Jess et David se sont aimés fort, si fort que rien ne pouvait faire penser que cette union s’évanouisse ou s’écrase comme des corps aux âmes brisés. Métaphore brutale et cynique pour décrire ce que nous ressentons au fil des sept tableaux qui composent cette histoire.
La société de consommation, la marchandisation des désirs prescrits et la spirale infernale de la recherche incessante d’avoir toujours plus de biens matériels vont conduire Jess à se perdre dans ce labyrinthe de la possession. Comme si « l’avoir » de biens pouvait remplacer « le pouvoir » de bien vivre.
« Et là soudain j’ai pensé que ce sac était fait non pas pour contenir des choses mais pour me contenir moi… ça m’a rendu tellement euphorique que je suis tout de suite entrée dans le magasin et j’ai acheté le sac… »

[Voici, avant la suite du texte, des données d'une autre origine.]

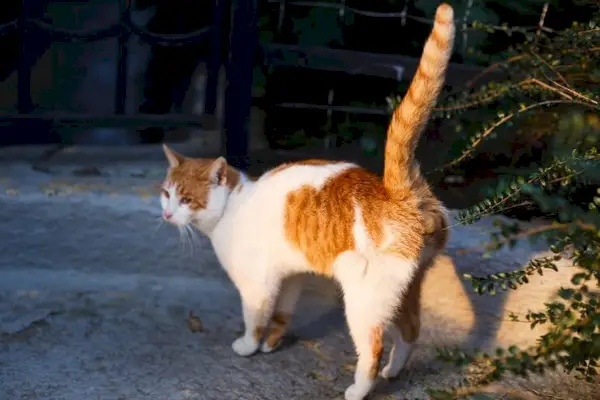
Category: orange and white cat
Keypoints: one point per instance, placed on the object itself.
(375, 237)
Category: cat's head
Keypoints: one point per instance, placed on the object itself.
(195, 190)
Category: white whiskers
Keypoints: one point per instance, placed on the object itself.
(188, 240)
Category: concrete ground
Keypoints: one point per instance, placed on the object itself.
(95, 294)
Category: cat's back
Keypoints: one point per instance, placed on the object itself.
(322, 209)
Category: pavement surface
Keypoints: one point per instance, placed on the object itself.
(95, 296)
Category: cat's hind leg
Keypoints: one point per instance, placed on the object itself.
(406, 326)
(259, 297)
(372, 293)
(289, 294)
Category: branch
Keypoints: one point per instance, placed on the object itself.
(505, 119)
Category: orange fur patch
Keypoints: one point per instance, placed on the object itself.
(376, 350)
(319, 222)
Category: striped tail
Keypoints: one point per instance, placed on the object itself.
(412, 114)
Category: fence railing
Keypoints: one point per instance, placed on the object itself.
(379, 65)
(239, 66)
(32, 29)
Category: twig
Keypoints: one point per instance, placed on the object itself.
(505, 119)
(541, 23)
(575, 93)
(527, 233)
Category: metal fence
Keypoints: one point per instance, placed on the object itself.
(375, 64)
(240, 60)
(33, 30)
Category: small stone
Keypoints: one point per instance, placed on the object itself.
(194, 323)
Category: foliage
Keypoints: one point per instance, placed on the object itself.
(552, 80)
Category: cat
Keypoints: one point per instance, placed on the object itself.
(375, 237)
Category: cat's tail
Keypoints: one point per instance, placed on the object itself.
(412, 114)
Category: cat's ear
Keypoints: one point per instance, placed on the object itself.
(174, 158)
(218, 171)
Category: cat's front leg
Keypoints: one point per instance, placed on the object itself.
(258, 303)
(289, 294)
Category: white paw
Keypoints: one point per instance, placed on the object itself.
(244, 347)
(388, 373)
(354, 392)
(265, 348)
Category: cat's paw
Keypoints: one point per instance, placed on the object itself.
(388, 373)
(354, 392)
(266, 348)
(244, 347)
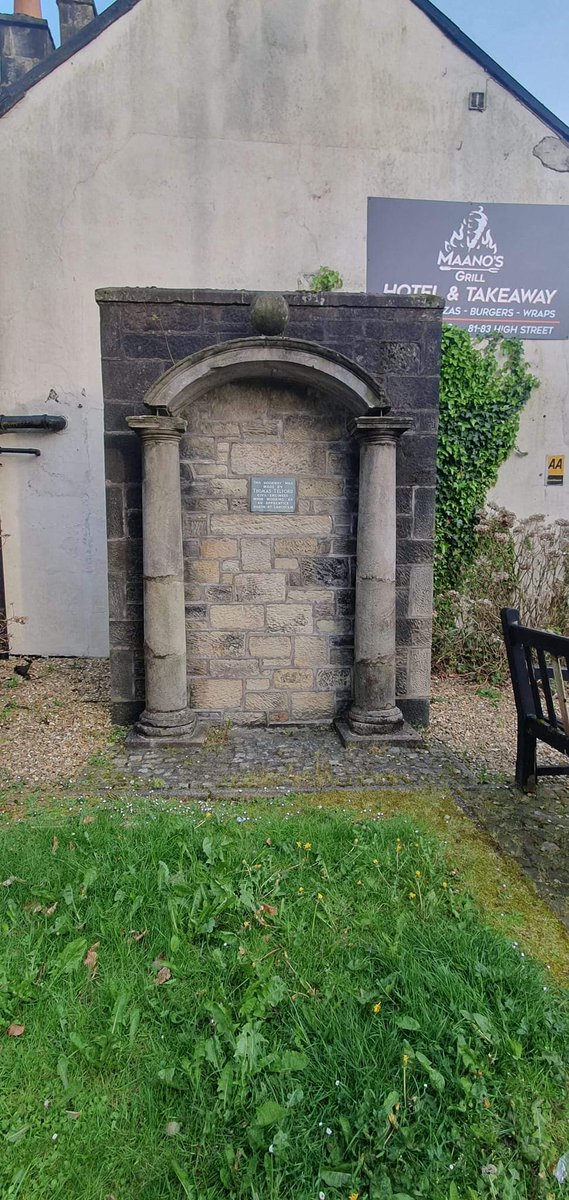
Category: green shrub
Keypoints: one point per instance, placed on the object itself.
(483, 393)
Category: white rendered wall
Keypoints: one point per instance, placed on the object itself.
(207, 143)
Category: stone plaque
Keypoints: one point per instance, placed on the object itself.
(273, 493)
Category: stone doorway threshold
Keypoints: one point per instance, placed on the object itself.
(234, 761)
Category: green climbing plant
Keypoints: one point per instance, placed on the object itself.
(484, 389)
(325, 280)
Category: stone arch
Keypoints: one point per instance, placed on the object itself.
(281, 360)
(288, 360)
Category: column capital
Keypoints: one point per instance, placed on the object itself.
(376, 429)
(157, 427)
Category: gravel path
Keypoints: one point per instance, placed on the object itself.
(57, 719)
(55, 730)
(54, 720)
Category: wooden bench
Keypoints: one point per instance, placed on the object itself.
(537, 659)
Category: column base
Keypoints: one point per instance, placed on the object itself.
(167, 729)
(381, 721)
(376, 732)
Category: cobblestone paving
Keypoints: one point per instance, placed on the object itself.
(237, 763)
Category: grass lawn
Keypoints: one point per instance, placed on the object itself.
(281, 1007)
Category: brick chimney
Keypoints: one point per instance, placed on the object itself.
(24, 41)
(73, 16)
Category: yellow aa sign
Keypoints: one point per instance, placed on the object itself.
(555, 468)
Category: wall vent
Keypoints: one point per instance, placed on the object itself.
(477, 101)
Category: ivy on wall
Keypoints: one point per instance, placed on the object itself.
(483, 393)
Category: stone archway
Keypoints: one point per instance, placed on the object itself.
(168, 714)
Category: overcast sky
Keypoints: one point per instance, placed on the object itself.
(528, 37)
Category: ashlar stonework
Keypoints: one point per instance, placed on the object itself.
(268, 604)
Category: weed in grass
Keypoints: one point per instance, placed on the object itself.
(492, 694)
(7, 711)
(269, 990)
(217, 736)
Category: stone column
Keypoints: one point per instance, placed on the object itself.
(373, 711)
(166, 715)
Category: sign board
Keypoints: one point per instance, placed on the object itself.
(555, 468)
(502, 268)
(273, 493)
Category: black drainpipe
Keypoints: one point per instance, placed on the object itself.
(4, 628)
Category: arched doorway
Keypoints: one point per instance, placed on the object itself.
(253, 579)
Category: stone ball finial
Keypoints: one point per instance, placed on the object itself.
(269, 315)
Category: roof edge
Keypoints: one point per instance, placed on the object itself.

David tente en vain d’y remédier. La fin de ce parcours semble irrémédiable.
Jusqu’où tiendra-t-il ?
L’écoute de toute rationalité fondée sur des valeurs humaines est remplacée par la demande frénétique d’acquérir toujours d'argent et de reconnaissance, et de les dépenser sans compter.
« Je ne crois plus en Dieu… À l’argent. Je crois à l’argent. »
Devant nous, la machine à broyer les destins se met en marche, prise dans un engrenage insidieux qui ne s’arrête pas. Nous assistons au fur et à mesure davantage à l’enlisement de ce couple en crise qui chemine tout droit vers sa perte.
L’amour peut-il combler cette attente inassouvie d’’abondance de pouvoir et d’argent ? L’argent remplace-t-il le besoin d’aimer et devient-il alors ce qui le sublime, le transcende et donne un sens par défaut à la vie qui va, vogue et sombre ?
Un texte fort et captivant où l’humour vient piquer sans cesse. Une pièce aux accents politiques et aux messages de dénonciation affirmés. Dans la lignée des auteurs britanniques qui décrivent de leur plume aiguisée les abus et les déroutes des gens et de la société d’aujourd’hui, Dennis Kelly à l’instar de Sarah Kane, Mark Ravenhill ou Anthony Neilson entre autres, pose son regard affuté sur l’environnement social et politique de ses contemporains avec un texte insolent, provocateur et agitateur, dans la veine du théâtre cher à Artaud où la cruauté est un ressort dramaturgique essentiel.
Myriam Muller conduit sa mise en espace et sa mise en jeu avec une redoutable efficacité. Elle mêle la finesse de la persuasion à la brutalité de l’énonciation dans les images de la réalité telle que nous la présente Kelly. Une mise en scène précise et percutante, n’épargnant ni la crudité ni la cruauté du récit.
L’interprétation est brillante. Les jeux très engagés nous font passer sans cesse de l’émotion à la pensée. Une distribution pertinente et touchante.
Un spectacle coup de poing pour un temps de théâtre aride et décapant.
Spectacle vu le 26 juillet 2018,
Frédéric Perez
De Dennis Kelly. Traduction de Philippe Le Moine en collaboration avec Francis Aïqui. Mise en scène de Myriam Muller. Scénographie et costumes de Christian Klein. Lumières de Philippe Lacombe. Musique de Emre Sevindik. Régie générale de Antoine Colla. Assistanat de Frédérique Colling.
Avec Isabelle Bonillo, Elsa Rauchs, Delphine Sabat, Raoul Schlechter et Serge Wolf.